Operational Limits, Errors & Edge Cases

  • Capacity: POSIX-defined minimum buffer size (often 4096 or 65536 bytes); implementation dependent.
  • Chunking: send large data in smaller writes to avoid blockage.
  • Error handling:
    • Writer with no active reader → write() returns -1, errno == EPIPE; SIGPIPE may be delivered.
    • Reader with no writer → read() blocks until all write ends closed; then returns 0 (EOF).
  • Multiple readers:
    • Pipe is FIFO; bytes are distributed in arrival order but scheduling vagaries can yield unpredictable distribution among readers.
  • Multiple writers likewise compete; atomicity is guaranteed only up to PIPE_BUF bytes (minimum 512) per POSIX.

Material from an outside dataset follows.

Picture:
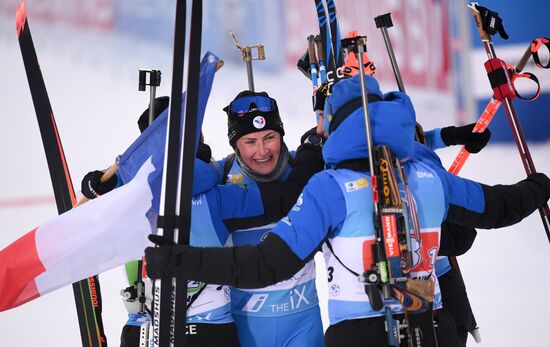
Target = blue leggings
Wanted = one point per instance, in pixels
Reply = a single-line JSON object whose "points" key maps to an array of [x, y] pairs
{"points": [[294, 330]]}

Connections, Implications & Best Practices

  • Builds on earlier lectures covering file descriptors and process control (fork/exec).
  • Illustrates classic producer–consumer concurrency pattern.
  • Shows how shell conveniences map to explicit OS calls – valuable for debugging & systems programming.
  • Ethical / practical angle: misuse (e.g., unclosed descriptors) can cause hangs, resource leaks, or subtle race conditions.
  • Real-world relevance: same pattern underpins networking sockets, filters in UNIX pipelines, and micro-service message queues.
  • Best practices:
    • Always close() unused ends immediately.
    • Check system-call return values; respond to EPIPE.
    • Use SIGPIPE handling or MSG_NOSIGNAL where appropriate.
    • Keep writes ≤ PIPE_BUF for atomicity when multiple writers.